Today is Whit Monday, a day marked by a wide variety of pretty raucous traditions in some cultures—when I looked it up, there was everything from parades to throwing competitions to cheese rolling to mark the day. We won’t be engaging in anything quite like that. For us, this is just the day after Pentecost, the beginning of what the liturgical calendar calls, with a stunning lack of imagination, “the time after Pentecost,” or “ordinary time.” As a child, I equated Ordinary time with summer, when indeed being in church seemed very ordinary—as in especially boring. What it really means is not “seasonal time,” which would be the festival times such as Lent to Easter and Advent to Christmas. It is marked by ordinal numbers as in, second Sunday after Pentecost.
What are we to make of the “day after” Pentecost. It presents no tidy image. Years ago, it was popular in some congregations to identify us as “Easter” people. It was printed on bulletins and put on the sign out front. I was never comfortable with the term. Easter people. It meant, I think, that we were really, really excited about redemption and grace. And just plain frozen in joy and awe before that empty tomb. Wow! I suppose we could have been “Christmas” people--people who are just really, really excited about God coming to be with us as a human, just like he promised. We could live in a nativity snow globe of adoration, with that baby in the manger and his sweet mother, beneath that amazing star.
But in fact, we do not live in perpetual adoration, or joy, or awe. Life just doesn't work that way.
In the first Chapter of the book of Acts, Jesus tells the apostles, right before the Ascension, that they were to go wait for Pentecost. They wanted to know what it meant. They ask: Are you going to restore the kingdom of Israel? Is it time?

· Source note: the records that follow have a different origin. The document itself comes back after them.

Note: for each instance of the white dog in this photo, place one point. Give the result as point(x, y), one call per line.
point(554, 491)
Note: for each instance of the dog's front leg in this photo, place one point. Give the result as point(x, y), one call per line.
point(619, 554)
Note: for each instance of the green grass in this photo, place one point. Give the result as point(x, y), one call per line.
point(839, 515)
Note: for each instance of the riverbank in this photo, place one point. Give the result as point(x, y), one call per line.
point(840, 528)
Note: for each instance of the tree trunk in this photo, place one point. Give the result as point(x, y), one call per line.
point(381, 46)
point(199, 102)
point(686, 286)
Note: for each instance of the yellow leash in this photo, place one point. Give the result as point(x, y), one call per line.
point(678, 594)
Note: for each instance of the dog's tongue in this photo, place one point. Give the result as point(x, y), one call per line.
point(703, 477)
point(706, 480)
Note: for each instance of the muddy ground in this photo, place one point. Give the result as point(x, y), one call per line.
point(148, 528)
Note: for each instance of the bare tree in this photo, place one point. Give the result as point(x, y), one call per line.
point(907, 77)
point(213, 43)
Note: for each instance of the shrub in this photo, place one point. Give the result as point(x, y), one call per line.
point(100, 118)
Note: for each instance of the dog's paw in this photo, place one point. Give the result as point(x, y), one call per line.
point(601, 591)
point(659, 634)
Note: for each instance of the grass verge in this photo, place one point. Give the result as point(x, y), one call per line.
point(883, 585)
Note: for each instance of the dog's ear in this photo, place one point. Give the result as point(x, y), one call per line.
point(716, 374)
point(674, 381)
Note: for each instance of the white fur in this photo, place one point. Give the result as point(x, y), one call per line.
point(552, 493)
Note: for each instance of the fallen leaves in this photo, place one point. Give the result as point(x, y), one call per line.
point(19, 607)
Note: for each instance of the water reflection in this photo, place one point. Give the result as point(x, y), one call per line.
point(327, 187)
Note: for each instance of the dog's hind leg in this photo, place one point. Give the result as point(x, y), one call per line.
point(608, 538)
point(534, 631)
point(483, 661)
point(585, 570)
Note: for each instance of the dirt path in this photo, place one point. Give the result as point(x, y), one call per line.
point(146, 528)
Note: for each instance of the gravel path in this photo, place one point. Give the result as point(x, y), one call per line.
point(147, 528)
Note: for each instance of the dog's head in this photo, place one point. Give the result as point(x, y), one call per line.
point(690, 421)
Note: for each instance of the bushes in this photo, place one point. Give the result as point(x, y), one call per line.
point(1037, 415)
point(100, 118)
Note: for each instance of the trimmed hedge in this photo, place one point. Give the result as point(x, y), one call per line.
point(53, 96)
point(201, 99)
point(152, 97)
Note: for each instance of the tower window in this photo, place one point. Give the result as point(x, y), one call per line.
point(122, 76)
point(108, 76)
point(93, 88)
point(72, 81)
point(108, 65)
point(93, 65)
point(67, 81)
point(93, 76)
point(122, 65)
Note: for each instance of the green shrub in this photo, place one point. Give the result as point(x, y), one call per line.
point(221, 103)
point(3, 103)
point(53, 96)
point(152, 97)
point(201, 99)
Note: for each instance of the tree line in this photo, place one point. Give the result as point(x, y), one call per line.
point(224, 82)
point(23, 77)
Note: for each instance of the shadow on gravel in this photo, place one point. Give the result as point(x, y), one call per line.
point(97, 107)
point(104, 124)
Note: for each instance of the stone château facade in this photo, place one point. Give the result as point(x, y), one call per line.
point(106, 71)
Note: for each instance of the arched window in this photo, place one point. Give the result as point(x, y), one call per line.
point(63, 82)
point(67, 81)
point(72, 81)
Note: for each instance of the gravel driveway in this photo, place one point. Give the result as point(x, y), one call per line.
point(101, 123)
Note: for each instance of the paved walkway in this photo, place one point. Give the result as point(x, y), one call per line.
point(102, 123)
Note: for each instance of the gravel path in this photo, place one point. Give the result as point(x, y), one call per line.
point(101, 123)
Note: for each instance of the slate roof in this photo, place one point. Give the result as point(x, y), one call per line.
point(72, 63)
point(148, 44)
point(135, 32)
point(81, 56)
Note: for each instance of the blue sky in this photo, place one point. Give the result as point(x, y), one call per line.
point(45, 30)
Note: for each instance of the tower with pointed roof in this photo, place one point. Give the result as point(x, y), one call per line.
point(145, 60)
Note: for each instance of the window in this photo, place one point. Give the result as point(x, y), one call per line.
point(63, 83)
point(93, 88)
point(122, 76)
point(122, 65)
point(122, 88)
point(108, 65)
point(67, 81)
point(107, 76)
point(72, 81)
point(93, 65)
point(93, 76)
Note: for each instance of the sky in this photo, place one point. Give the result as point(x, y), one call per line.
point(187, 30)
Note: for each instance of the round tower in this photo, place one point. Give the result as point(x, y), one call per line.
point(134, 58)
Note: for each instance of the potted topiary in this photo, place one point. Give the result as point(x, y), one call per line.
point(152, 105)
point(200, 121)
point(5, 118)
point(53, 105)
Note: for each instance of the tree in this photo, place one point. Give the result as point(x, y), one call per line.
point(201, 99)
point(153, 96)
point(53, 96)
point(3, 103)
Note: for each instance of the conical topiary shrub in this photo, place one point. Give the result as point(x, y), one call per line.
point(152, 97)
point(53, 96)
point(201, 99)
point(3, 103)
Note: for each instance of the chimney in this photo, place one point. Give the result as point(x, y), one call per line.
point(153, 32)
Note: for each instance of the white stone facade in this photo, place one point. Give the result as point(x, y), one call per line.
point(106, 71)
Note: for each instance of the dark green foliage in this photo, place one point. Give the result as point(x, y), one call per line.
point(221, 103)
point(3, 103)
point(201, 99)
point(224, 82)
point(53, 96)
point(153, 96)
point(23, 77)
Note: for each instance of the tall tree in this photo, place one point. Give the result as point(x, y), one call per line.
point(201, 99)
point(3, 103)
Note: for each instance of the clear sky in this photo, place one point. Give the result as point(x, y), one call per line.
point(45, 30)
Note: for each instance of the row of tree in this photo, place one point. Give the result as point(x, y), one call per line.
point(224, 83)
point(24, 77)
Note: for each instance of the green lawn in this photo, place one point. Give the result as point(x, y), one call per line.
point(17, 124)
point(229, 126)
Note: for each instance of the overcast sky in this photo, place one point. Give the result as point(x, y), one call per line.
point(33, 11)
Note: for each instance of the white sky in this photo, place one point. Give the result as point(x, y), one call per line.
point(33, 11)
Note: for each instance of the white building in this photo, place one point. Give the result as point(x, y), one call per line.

He answers: You don’t get to know the time. Timing is the Father’s business. What you’ll get is the Holy Spirit. And when the Holy Spirit comes on you, you will be able to be my witnesses…even to the ends of the world. Then away he goes. And the apostles don’t know quite what to do. And the angels ask them, ‘what are you doing standing around looking at an empty sky?” So they go to the upper room and they have a committee meeting and they figure they better put in a replacement for Judas and Matthias gets the job. Frankly, to me, this never sounded like really important work, but, reportedly, it was what they did while waiting for whatever this Pentecost experience was going to be. And then Pentecost happens, which is truly, truly awesomeand then life goes on. It is the “Monday after Pentecost,” in a way that doesn't mark any “ordinary time” for the apostles, because they have to build a church in their society, which is hostile and persecutes them and even kills them. They are “the time after Pentecost people, because now after the Nativity, and the Crucifixion, and the Resurrection, and the Ascension, all of time is the “time after Pentecost.” We are all, in fact, “the time after Pentecost” people--which is pretty clunky as a slogan, lacks a clear visual and marks no particular spot to stand on. Instead, we have a job—to be witnesses. And because we are human, we do in fact, not always get it right, because we are distracted by “the world’s guesses and opinions” and we do respond to our own “mental or emotional footwork.” But the Holy Spirit accompanies us and when we work to get our “feet on firm spiritual ground,” then we can, with the Spirit, “pass it on,” sharing the everyday mystery of God’s relentless, amazing love. That’s our job. Get moving. It’s Monday.